Department of Computer Science, Norwegian University of Science and Technology, Trondheim, Norway.
Department of Circulation and Medical Imaging, Norwegian University of Science and Technology, Trondheim, Norway.
Sci Rep. 2024 Mar 7;14(1):5609. doi: 10.1038/s41598-024-56170-7.
In this study, we aimed to create an 11-year hypertension risk prediction model using data from the Trøndelag Health (HUNT) Study in Norway, involving 17 852 individuals (20-85 years; 38% male; 24% incidence rate) with blood pressure (BP) below the hypertension threshold at baseline (1995-1997). We assessed 18 clinical, behavioral, and socioeconomic features, employing machine learning models such as eXtreme Gradient Boosting (XGBoost), Elastic regression, K-Nearest Neighbor, Support Vector Machines (SVM) and Random Forest. For comparison, we used logistic regression and a decision rule as reference models and validated six external models, with focus on the Framingham risk model. The top-performing models consistently included XGBoost, Elastic regression and SVM. These models efficiently identified hypertension risk, even among individuals with optimal baseline BP (< 120/80 mmHg), although improvement over reference models was modest. The recalibrated Framingham risk model outperformed the reference models, approaching the best-performing ML models. Important features included age, systolic and diastolic BP, body mass index, height, and family history of hypertension. In conclusion, our study demonstrated that linear effects sufficed for a well-performing model. The best models efficiently predicted hypertension risk, even among those with optimal or normal baseline BP, using few features. The recalibrated Framingham risk model proved effective in our cohort.
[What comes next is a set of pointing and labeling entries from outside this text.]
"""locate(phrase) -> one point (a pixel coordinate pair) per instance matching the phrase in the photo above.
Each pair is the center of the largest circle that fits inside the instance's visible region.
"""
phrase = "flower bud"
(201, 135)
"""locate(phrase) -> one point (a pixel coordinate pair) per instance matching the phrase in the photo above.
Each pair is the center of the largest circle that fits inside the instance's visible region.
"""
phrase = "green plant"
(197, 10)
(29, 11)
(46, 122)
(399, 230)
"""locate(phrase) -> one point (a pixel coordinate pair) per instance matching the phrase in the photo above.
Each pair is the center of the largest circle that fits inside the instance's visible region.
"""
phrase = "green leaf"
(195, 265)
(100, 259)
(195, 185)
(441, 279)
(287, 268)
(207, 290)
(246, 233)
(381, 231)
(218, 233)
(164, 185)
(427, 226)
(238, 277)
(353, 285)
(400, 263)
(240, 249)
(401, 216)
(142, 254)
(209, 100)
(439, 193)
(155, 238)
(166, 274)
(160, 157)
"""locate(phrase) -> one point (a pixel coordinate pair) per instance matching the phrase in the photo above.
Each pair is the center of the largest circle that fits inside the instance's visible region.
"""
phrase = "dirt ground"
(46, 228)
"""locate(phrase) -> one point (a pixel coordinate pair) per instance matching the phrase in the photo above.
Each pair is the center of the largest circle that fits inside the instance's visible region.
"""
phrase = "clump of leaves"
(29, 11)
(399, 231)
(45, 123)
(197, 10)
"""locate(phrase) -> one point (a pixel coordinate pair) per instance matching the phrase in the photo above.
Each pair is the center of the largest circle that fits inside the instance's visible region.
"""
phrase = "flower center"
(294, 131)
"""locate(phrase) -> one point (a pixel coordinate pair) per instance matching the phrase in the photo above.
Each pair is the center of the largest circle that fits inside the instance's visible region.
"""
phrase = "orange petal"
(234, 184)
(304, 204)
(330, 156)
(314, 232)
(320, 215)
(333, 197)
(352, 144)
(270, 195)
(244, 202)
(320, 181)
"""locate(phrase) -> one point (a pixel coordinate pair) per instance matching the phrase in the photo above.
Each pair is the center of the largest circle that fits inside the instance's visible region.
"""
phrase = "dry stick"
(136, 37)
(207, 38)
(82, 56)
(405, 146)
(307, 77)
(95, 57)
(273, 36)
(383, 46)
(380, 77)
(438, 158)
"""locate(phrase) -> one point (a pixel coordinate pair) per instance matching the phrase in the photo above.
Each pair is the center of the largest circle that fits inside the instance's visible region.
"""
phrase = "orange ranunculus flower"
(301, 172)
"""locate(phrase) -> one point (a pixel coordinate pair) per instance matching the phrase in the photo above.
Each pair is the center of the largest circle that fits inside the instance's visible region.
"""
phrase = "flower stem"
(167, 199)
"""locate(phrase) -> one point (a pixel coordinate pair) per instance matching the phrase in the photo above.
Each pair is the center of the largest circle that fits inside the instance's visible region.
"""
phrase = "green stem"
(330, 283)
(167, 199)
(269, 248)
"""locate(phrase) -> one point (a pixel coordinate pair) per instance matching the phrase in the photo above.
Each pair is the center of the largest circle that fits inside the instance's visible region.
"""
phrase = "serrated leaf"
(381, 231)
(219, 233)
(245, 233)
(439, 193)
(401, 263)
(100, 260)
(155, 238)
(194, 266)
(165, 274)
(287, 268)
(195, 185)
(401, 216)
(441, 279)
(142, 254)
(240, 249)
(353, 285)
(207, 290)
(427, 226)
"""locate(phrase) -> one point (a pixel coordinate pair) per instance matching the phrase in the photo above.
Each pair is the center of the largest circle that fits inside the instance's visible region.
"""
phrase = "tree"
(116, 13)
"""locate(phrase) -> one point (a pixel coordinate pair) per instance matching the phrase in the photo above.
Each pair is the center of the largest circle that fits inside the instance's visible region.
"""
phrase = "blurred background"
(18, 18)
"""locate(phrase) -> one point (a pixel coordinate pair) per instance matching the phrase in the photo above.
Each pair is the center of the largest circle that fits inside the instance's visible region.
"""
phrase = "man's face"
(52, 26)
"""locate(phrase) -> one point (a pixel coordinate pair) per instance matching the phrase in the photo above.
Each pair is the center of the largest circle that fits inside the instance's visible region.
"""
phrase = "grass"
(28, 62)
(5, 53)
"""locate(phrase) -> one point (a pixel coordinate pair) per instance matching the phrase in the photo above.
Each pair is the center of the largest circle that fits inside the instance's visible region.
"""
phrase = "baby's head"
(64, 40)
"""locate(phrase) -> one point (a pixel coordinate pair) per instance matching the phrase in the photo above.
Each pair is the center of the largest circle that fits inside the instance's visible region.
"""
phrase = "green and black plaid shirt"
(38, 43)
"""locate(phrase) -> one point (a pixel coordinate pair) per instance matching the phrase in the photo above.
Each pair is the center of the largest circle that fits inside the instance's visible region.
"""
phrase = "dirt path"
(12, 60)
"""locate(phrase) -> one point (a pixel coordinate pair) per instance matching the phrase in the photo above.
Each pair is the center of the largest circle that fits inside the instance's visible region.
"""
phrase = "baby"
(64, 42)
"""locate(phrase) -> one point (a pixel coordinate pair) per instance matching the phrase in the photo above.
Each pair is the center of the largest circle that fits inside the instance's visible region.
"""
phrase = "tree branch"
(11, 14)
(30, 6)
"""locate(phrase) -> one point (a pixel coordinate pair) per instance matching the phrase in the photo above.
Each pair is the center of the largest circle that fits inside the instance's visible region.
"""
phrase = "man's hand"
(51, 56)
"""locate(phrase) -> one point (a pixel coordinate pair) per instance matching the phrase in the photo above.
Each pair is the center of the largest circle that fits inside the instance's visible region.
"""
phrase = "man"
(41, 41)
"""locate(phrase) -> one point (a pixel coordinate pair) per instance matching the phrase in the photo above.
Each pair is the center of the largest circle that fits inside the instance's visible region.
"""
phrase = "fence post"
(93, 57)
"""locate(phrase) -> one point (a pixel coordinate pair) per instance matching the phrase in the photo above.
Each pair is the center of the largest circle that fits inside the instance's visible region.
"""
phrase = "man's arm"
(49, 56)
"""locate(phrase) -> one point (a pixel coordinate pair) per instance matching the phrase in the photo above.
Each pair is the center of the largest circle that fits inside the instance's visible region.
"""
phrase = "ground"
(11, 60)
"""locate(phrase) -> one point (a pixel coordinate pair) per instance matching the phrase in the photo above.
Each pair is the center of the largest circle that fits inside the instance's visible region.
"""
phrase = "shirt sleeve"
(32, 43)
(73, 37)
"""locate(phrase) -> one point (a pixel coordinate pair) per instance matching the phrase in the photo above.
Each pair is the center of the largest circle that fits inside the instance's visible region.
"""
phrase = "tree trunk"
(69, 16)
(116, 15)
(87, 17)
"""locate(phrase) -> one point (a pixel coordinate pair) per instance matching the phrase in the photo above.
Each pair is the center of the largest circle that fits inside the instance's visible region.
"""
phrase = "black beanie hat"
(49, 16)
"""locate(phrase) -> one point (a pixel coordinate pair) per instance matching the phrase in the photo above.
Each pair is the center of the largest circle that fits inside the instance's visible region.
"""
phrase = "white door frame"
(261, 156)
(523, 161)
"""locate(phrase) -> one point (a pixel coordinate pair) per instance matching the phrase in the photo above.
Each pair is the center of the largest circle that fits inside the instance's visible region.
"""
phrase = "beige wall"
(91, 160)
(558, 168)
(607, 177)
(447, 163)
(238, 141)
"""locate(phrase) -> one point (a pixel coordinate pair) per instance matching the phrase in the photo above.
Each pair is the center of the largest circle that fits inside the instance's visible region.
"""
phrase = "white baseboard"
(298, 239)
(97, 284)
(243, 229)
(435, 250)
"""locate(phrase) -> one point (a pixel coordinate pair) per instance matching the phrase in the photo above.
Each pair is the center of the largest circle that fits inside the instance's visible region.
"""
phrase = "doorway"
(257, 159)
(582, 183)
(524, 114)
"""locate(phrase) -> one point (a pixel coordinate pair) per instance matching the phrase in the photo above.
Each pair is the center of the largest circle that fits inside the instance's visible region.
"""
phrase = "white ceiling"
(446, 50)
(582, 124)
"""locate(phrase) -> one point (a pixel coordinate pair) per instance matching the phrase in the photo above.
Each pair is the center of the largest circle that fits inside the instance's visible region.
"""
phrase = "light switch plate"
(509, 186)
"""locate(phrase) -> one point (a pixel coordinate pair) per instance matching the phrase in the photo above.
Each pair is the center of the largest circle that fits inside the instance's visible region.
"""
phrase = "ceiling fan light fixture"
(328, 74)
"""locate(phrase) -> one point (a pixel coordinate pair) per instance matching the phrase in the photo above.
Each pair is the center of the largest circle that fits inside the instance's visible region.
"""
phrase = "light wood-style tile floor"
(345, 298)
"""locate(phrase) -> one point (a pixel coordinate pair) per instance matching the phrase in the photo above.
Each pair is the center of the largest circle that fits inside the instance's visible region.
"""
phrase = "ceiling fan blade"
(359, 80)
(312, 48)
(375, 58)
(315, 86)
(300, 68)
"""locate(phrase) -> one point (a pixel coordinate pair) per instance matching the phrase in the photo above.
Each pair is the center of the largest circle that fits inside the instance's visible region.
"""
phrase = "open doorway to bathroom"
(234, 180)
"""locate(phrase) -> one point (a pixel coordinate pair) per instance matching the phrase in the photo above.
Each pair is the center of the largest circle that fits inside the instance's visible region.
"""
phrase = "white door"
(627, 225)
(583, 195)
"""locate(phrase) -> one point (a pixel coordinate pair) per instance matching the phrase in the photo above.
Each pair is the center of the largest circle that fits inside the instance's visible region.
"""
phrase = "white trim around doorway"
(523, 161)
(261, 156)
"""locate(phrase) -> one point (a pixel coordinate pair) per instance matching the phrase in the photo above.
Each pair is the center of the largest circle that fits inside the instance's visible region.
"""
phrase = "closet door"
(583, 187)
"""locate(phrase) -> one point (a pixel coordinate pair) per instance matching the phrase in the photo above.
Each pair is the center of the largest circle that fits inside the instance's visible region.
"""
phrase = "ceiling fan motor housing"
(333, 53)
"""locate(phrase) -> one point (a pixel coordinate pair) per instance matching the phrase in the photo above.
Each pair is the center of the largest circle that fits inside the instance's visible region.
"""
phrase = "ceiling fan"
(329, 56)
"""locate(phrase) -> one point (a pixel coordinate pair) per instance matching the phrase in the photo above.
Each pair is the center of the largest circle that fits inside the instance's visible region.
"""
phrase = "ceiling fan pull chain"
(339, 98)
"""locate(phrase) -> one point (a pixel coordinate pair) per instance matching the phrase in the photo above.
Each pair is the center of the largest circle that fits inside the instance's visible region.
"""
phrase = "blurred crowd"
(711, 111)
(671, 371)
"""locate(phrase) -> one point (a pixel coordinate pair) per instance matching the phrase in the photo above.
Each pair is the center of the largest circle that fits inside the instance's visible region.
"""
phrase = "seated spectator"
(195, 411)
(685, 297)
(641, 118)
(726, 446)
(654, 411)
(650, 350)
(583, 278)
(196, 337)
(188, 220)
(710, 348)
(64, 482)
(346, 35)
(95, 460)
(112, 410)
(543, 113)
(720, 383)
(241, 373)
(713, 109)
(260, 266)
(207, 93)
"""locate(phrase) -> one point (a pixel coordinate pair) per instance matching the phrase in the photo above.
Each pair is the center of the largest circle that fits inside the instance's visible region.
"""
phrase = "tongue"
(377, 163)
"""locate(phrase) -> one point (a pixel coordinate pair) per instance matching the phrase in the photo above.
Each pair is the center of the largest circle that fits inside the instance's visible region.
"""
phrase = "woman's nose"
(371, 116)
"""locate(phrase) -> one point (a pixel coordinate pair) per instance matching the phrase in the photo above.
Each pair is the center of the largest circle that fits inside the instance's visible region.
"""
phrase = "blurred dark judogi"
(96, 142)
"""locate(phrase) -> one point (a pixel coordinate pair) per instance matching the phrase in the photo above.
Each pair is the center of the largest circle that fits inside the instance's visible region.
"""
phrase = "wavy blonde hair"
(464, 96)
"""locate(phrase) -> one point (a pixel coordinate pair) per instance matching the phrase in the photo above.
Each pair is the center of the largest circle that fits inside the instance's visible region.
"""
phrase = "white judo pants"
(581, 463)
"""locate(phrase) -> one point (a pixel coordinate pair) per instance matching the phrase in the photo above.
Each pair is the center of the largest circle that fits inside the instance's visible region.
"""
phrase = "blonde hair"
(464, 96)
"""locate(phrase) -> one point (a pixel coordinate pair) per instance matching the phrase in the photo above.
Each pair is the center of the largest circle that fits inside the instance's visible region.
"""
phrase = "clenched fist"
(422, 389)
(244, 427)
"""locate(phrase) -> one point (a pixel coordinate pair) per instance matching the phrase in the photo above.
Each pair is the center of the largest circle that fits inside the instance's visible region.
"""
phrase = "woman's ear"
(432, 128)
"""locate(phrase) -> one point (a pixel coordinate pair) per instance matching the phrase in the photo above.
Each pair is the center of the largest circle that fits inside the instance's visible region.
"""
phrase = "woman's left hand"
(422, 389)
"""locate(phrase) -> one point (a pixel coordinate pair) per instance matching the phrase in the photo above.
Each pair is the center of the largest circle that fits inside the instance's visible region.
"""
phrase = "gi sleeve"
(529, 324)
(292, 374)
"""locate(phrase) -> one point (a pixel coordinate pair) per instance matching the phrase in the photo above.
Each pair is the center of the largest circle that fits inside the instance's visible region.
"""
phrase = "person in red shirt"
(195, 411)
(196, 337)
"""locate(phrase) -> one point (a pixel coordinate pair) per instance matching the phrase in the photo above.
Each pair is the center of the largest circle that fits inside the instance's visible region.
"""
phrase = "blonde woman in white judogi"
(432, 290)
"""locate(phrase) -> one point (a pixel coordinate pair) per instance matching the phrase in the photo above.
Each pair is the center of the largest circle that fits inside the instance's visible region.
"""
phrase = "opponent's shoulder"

在这项研究中,我们旨在使用来自挪威特隆赫姆健康(HUNT)研究的数据创建一个 11 年高血压风险预测模型,涉及 17852 名个体(20-85 岁;38%为男性;24%的发病率),他们在基线(1995-1997 年)时血压低于高血压阈值。我们评估了 18 个临床、行为和社会经济特征,使用机器学习模型,如极端梯度提升(XGBoost)、弹性回归、K-最近邻、支持向量机(SVM)和随机森林。为了比较,我们使用逻辑回归和决策规则作为参考模型,并验证了六个外部模型,重点是弗雷明汉风险模型。表现最好的模型始终包括 XGBoost、弹性回归和 SVM。这些模型即使在基线血压最佳的个体中(<120/80mmHg),也能有效地识别高血压风险,尽管与参考模型相比略有改善。经重新校准的弗雷明汉风险模型优于参考模型,接近表现最佳的 ML 模型。重要的特征包括年龄、收缩压和舒张压、体重指数、身高和高血压家族史。总之,我们的研究表明,线性效应足以满足表现良好的模型。最好的模型使用少数特征就能有效地预测高血压风险,即使是在基线血压最佳或正常的个体中。经重新校准的弗雷明汉风险模型在我们的队列中证明是有效的。